Separation and divorce can feel like standing at a cliff edge or an impasse where the carefully woven strands of your life’s tapestry feel as though they are unravelling beyond recognition. Divorce is often an unfamiliar landscape that can feel bewildering and destabilising.
We are here to offer professional emotional support in what often can feel like the most challenging of life-junctures. We are both qualified psychotherapists, as well as survivors and thrivers of this life-changing process in which hope meets loss and fear meets faith.
We have a deep knowing of how the psychological impact of separation and divorce is so often neglected in the sharp hard focus of navigating logistics and legalities. Mediators or solicitors may be guiding the stressful and jagged edges of finances, but what about the painful psychic toll? Our offering prioritises emotional resourcefulness and the resilience needed throughout the separation and divorce journey.

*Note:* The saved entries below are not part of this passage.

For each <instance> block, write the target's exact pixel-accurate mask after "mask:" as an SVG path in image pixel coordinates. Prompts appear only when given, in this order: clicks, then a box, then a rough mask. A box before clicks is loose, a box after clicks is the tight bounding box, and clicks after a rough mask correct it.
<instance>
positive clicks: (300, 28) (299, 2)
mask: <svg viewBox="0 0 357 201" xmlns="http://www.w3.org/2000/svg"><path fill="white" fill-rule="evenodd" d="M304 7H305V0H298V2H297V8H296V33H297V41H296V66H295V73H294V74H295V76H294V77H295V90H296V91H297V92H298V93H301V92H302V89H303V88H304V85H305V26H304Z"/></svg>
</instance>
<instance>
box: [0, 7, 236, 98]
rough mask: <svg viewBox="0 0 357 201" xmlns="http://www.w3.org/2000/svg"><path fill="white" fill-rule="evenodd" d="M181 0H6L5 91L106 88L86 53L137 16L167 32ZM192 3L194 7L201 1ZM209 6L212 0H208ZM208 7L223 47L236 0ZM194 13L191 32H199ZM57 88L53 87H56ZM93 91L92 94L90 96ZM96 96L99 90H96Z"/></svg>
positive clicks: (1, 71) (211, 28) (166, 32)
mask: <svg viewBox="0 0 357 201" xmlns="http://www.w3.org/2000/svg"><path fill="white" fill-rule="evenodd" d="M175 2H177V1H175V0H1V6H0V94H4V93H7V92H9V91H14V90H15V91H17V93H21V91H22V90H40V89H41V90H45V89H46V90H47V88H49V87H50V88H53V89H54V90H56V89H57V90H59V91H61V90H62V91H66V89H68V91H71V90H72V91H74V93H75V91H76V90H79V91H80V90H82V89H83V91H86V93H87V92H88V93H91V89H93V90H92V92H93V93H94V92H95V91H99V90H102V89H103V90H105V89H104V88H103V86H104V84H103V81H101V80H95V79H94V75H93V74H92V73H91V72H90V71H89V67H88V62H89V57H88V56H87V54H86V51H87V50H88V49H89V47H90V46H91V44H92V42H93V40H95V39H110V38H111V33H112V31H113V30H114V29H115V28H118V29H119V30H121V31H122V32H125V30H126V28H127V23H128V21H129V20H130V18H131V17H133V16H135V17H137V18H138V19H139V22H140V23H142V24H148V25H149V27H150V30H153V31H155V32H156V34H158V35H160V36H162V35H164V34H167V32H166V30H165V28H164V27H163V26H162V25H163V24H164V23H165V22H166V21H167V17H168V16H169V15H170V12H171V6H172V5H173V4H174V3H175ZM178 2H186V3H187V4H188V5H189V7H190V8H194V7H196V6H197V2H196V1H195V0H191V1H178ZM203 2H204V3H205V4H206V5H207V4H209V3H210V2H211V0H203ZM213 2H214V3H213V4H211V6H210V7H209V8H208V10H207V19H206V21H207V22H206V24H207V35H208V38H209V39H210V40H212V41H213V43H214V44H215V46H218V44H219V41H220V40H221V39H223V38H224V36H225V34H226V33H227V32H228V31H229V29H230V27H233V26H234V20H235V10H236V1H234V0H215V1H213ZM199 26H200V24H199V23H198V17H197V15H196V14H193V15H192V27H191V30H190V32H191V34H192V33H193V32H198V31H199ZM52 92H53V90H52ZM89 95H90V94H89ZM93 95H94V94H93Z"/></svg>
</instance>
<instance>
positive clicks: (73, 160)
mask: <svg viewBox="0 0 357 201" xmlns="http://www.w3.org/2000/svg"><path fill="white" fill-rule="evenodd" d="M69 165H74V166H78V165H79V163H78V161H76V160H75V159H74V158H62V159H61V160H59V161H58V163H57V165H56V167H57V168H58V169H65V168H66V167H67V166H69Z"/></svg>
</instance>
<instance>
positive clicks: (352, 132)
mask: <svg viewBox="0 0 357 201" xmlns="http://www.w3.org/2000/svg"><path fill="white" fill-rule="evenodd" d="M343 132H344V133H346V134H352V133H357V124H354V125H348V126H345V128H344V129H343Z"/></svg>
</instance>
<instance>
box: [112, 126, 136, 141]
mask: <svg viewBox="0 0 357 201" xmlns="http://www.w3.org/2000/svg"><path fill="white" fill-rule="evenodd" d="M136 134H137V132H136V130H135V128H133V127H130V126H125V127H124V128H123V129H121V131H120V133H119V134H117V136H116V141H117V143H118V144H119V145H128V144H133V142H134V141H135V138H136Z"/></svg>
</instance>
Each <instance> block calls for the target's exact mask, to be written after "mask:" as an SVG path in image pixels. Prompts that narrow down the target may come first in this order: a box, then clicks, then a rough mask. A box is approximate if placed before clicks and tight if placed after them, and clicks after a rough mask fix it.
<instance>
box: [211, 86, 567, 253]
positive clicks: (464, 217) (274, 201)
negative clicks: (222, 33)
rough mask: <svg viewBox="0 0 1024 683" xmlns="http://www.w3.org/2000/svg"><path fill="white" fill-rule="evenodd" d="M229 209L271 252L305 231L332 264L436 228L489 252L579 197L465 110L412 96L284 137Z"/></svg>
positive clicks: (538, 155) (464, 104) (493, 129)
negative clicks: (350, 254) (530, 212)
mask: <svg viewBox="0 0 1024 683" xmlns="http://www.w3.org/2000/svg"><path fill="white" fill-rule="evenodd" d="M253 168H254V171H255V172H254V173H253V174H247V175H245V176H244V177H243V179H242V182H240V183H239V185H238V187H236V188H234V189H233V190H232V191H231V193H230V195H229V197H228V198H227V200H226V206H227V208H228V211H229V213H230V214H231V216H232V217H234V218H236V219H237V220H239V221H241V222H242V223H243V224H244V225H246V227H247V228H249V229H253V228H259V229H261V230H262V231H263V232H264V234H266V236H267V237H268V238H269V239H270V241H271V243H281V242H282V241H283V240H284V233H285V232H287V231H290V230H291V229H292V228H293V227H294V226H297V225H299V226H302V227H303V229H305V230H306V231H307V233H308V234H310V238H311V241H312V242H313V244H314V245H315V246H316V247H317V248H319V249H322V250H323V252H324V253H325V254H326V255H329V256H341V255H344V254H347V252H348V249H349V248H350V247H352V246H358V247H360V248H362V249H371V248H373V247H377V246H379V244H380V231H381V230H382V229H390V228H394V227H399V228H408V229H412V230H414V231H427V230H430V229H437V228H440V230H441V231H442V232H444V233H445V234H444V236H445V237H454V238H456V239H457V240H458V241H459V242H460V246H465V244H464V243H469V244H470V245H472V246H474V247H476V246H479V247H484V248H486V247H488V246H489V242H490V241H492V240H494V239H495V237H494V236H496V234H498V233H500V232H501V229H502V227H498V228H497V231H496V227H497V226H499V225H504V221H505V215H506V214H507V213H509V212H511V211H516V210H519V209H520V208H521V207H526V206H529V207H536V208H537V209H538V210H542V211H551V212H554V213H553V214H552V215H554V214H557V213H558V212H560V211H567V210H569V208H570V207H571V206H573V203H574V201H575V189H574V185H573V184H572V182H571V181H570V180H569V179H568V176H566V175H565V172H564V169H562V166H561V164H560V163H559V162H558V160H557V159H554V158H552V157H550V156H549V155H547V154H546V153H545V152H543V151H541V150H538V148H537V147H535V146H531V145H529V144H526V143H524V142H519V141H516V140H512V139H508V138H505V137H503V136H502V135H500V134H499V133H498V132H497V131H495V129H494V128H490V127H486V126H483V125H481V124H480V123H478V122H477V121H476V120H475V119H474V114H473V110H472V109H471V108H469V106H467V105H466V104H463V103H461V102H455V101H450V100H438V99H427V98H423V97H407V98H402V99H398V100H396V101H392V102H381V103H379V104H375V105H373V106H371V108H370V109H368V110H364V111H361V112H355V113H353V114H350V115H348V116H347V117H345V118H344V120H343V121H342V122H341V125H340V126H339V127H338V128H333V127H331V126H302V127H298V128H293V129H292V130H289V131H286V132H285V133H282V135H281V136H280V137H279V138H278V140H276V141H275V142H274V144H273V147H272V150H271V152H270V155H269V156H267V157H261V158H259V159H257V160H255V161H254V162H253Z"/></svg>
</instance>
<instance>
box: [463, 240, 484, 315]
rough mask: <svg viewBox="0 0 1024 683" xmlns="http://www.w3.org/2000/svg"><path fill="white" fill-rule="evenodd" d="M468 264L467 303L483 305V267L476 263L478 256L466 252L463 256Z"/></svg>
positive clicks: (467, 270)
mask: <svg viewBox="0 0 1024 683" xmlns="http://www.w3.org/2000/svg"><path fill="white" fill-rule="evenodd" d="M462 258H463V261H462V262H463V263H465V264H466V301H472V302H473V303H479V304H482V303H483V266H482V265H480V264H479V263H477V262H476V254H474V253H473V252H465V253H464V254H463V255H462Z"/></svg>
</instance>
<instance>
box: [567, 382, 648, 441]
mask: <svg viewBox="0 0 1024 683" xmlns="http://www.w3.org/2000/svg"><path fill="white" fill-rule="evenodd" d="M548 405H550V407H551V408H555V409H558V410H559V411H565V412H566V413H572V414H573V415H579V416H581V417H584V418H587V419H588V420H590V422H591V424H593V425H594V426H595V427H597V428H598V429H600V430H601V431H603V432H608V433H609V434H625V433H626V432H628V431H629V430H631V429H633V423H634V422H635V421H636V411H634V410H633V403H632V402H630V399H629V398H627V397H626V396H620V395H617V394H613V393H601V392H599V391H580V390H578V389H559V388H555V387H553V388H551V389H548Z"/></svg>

Terra Ferma: a nourishing, grounding, safe containment to anchor you through your separation or divorce
While each and everyone of our clients will have their individual process, through our experience we have come to recognise that processing a separation or a divorce entails moving through different phases which require an attuned psychotherapeutic support.
PHASE ONE
Holding and containment
Regardless of who instigated the separation or the divorce, this initial phase can feel like your life has exploded wide open, or that you have gone through a looking glass where everything which was once familiar feels strange and alien.
This phase can be deeply painful and confusing.
We offer you a safe, contained holding to support you with all of the difficult feelings that this phase brings up: grief, shame, anger, jealousy, rage, denial, blame and loss.
We offer you solid ground in which to reacquaint yourself with your new reality as gently and as compassionately as possible.
PHASE TWO
PHASE TWO
Exploration and insight
This phase begins when you start finding the desire to enquire deeper into your inner process. Who am I now? What do I really want? How has this process changed me? What can I accept? What am I still struggling with? How do I process disappointment? What’s my relationship with change, with expectation, with reinvention? In this phase, things begin to feel less reactive and more reflective.
The journey begins to feel like an opportunity for exploration and self-inquiry.
PHASE THREE
Re-emergence and new beginningsThis phase can feel tender and tentative, scary and exciting. It can be deciding that you are ready to fully embrace the changes that your life has undergone. Perhaps you are ready for a new relationship or shifting finances may call forward a new job, a re-training, moving homes?
In real terms, this necessity can often be the birthplace of innovation, but it can also encompass a considerable amount of transitioning. Moving forward while keeping solid, steady ground underneath your feet.